She also was the Executive Vice President of the Economic Innovation Group, was a Senior Adviser at the Center for Strategic and International Studies, was on the advisory
board at the ClearPath Foundation, was an expert advisor to the Special Competitive Studies Project, is on the advisory council for Krach Institute for Tech Diplomacy, was a member of the Global Tech Security Commission, and is a member of the Carnegie Endowment for International Peace’s U.S. Foreign Policy for Clean Energy Taskforce. Virginia Governor Glenn Youngkin appointed her to the Virginia Biotechnology Research Park Partnership Authority in 2023. She was an independent director at Sunlight Financial (SUNL) and was a Fellow at the University of Virginia Darden School of Business.

==Biography==

A graduate of the Chapin School in New York City, Nordquist received her Bachelor of Arts from Stanford University and her Master of Science in journalism from Northwestern University.

From 2008 to 2017, Nordquist was Chief of Staff of the Brookings Institution’s Economic Studies program.

She had several roles during the administration of George W. Bush, including as Assistant Secretary (delegated) at the U.S. Department of Housing and Urban Development, a senior advisor in the Office of the Federal Coordinator for Gulf Coast Rebuilding, Deputy Chief of Staff at the Federal Deposit Insurance Corporation, and Acting Director and Deputy Assistant Secretary at the U.S. Department of Education.

Nordquist was the Chief of Staff at the Council of Economic Advisers under Chairman Kevin Hassett from 2017 to 2019. During this time, she also was a member of the Presidential Delegation to attend the Peace to Prosperity Workshop in Manama, Bahrain led by Jared Kushner.
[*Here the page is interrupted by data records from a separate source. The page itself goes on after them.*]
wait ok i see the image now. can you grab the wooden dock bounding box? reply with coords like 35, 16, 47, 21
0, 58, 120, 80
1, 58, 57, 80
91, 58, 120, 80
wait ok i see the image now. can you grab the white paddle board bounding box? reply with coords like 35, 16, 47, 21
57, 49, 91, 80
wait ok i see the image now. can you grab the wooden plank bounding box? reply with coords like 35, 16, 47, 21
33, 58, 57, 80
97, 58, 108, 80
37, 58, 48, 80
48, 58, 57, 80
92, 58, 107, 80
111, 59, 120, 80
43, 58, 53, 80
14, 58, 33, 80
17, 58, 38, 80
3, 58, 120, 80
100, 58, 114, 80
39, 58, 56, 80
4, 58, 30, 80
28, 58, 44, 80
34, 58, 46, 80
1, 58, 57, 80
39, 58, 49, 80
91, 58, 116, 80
She again was a Counselor to Chairman of the Council of Economic Advisers Stephen Miran in 2025.

She received the Secretary of the Treasury's Distinguished Service Award and was named a Stanford Associate by the Stanford Board of Governors for outstanding alumni volunteer service. She was on the Board of Directors of Gadsby's Tavern Museum in Alexandria, Virginia.

==United States Executive Director for the World Bank==

On March 8, 2019, President Donald Trump nominated her to position of the United States Executive Director of the World Bank. The Senate confirmed her to the position on September 12, 2019. Nordquist also was on the Audit Committee, the Committee on Governance, and the Committee on Development Effectiveness at the World Bank. As U.S. Executive Director, Nordquist was also on the Boards of the International Bank for Reconstruction and Development (IBRD), International Development Association (IDA), International Finance Corporation (IFC) and Directors to the Board of the Multilateral Investment Guarantee Agency (MIGA).

Nordquist's work included representing the World Bank Group at international events, such as visiting developing nations to determine how the World Bank could encourage economic development or representing the World Bank at industry group events. Nordquist also worked with the President of the World Bank Group, David Malpass, on issues related to the U.S. government, economy, and financial services industry.